Codon Usage Pipeline

Codon Usage Pipeline based on BLASTX search

Alexander Kozik and Richard Michelmore
University of California at Davis

This codon usage pipeline is based on analysis of results of ungapped BLASTX search. The pipeline is a set of Python/Tcl-Tk scripts which extracts open reading frames (ORFs) from BLAST alignments generated by BLASTX search and counts codon usage for query sequences as well as for subject sequences and generates report in the form of tab-delimited files. This approach is useful when we want to find and extract putative ORFs from a set of ESTs (query) by comparing (aligning) it with a set of sequences with known ORFs (subject in BLAST terminology). Dataflow of this pipeline is shown below:

Input files:

    1. "DNA" file which corresponds to open reading frames of the subject sequences
    2. "Protein" file which derived by translation of "DNA" file
    For example, Arabidopsis ORFs and their translated sequences were derived from NCBI GenBank files using Python GenBank parser:
    ath_NCBI_cds.fasta.nr.info.gz (Arabidopsis CDS or "DNA" file)
    ath_NCBI_genes.fasta.nr.info.gz (corresponding protein sequences or "protein" file)
    (Note, instead of Arabidopsis files user can use any other dataset as long as "protein" file is derived from "DNA" file)

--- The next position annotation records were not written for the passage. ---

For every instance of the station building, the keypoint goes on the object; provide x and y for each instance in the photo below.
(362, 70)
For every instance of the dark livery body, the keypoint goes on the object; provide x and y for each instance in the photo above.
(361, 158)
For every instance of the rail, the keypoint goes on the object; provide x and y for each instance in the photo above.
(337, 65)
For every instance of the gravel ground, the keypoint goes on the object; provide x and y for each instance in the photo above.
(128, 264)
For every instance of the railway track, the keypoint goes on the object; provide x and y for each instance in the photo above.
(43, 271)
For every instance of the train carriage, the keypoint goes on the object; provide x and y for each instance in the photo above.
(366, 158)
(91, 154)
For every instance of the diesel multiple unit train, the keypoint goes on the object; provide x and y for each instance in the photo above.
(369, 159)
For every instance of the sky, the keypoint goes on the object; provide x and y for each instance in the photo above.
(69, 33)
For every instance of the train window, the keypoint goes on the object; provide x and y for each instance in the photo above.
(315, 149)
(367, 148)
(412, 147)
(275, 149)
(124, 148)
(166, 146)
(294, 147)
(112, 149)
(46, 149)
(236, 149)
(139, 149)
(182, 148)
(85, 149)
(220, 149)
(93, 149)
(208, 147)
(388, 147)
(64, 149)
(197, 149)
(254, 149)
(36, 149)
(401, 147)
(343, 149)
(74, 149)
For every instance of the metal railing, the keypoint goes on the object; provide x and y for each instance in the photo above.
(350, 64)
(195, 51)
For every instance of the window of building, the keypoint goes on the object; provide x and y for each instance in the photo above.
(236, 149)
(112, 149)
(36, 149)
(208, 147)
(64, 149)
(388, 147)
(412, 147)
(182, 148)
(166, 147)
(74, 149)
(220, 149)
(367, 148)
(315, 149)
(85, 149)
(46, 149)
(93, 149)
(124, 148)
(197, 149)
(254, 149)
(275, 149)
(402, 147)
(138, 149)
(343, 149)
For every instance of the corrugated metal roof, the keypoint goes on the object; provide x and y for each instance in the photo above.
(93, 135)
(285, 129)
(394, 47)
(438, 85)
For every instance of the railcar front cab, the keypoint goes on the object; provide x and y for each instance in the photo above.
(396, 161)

    3. cos_soybean.fasta (example set of soybean ESTs or "Query" file for which we want to find ORFs)

Programs and scripts:

    1. NCBI Blast program (you need to download and install BLAST program from NCBI ftp site)
    2. tcl_blast_parser_123_V025.tcl (read more at: http://www.atgc.org/BlastParser/Blast_Parser_017.html)
    3. SeqsExtractorFromBlastX_024_V07d.py

Pipeline usage:

    1. run BLASTX search of cos_soybean.fasta (ESTs query set) against Arabidopsis protein database:

> blastall -p blastx
-F "m
S" -g F -d ./ath_NCBI_genes.fasta.nr.info 

    -i ./cos_soybean.fasta -o
x-cos_soybean_vs_ath_24hits_no_gaps.out 

    -e 1e-10 -v 24 -b 24

    (note options -F "m S" [soft filtering] and -g F [ungapped BLAST])
    after some time (1-2 hours on 1 GHz CPU) x-cos_soybean_vs_ath_24hits_no_gaps.out will be generated

    2. run tcl_blast_parser on BLASTX output:

>
tclsh tcl_blast_parser_123_V025.tcl
x-cos_soybean_vs_ath_24hits_no_gaps.out 

    x-cos_soybean_vs_ath_24hits_no_gaps.out 20 40 100
MATRIX

after parsing several files will be generated (see details at http://www.atgc.org/BlastParser/Blast_Parser_017.html).
We are interested in x-cos_soybean_vs_ath_24hits_no_gaps.out.info2 file only which contains following information:

1 column: "Query" sequence ID

2 column: "Subject" sequence ID

3 column: description line for "Subject" sequence

4 column: normalized expectation (-log(Exp)/100) [note, that expectation is normalized between 0 and 1]

5 column: percent of identity

6 column: number of perfect matches

7 column: length of the alignment

8 column: hit number for primary alignment (1 is the best first hit)

9 column: frame of translation (+1, +2, +3, -1, -2 or -3)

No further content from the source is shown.